The techniques and weapons of terrorism have become a tradeable, exportable “merchandise” even among those of different creeds; a global merchandise, like any other, that knows no religious or racial discrimination.
Yesterday, in a televised speech to his followers in Beirut’s southern suburb, Lebanon’s Hezbollah secretary general Hassan Nasrallah announced that Hezbollah has been producing drones in Lebanon and is ready to sell them to “whoever wants to buy them.” With a threatening, show-of-force tone, Nasrallah said: “We now have the capability of turning thousands of our rockets to precision missiles. We began production years ago. The Israelis can look all they want for our missiles’ location, but they must know we do not store them all in one place; we disperse them.”
Before delving into the significance of this statement, let us, once again, reaffirm an already evident concept, which is the striking resemblance between all the makers and leaders of transnational groups and militias that have no regard for the intuitive concept of states.
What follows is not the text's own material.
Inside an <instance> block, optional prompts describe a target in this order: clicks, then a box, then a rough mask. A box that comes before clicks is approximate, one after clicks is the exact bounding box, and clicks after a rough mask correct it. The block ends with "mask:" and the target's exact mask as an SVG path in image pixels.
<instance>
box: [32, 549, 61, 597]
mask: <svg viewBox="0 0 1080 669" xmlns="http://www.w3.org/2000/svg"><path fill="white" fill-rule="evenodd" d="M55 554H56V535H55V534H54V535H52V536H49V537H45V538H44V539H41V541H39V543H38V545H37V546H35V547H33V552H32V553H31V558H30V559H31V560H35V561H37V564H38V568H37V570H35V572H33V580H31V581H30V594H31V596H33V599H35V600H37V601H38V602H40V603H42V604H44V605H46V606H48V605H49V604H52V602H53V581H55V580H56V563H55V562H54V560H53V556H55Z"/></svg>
Al-Qaeda chief Ayman al-Zawahiri had walked in the footsteps of Nasrallah, or, shall we say, Nasrallah has walked in al-Zawahiri’s footsteps. It makes little difference, anyway. In an old recording, al-Zawahiri, brazenly boasting a white “ghutra,” a headdress traditional to Gulf countries, said that al-Qaeda and all jihadists are willing to assist all those who request their services, including non-Muslims. Sure enough, his words were not as explicit, since he engulfed them in the necessary hadiths, verses, and usual inflammatory language, such as: “We must support all those who fight the slaves of America and Zionists.” In short, he justified and legitimized support from al-Qaeda and its groups to all those who ask for their help –and even those who don’t; al-Qaeda is willing to volunteer its services– be they Muslim or infidels.
So, what is the difference between Nasrallah’s exportable services and al-Zawahiri’s?
This question inevitably leads to a bigger question: to what extent are these stances based on religious ideology and true faith? And to what extent are they motivated by political “manipulation,” intelligence collaboration, smuggling and arms trade cartel operations, and international terrorist service offerings?
The infamous Palestinian Abu Nidal terrorist organization founded by Sabri al-Banna had started out as a “militant” organization in the Palestinian revolution, but later became a mere contract killer for regimes and intelligence agencies.
In conclusion, we must delve beyond the ostensible religious ideals in the calls of these groups, for in the hidden depths of their claims lies the naked truth.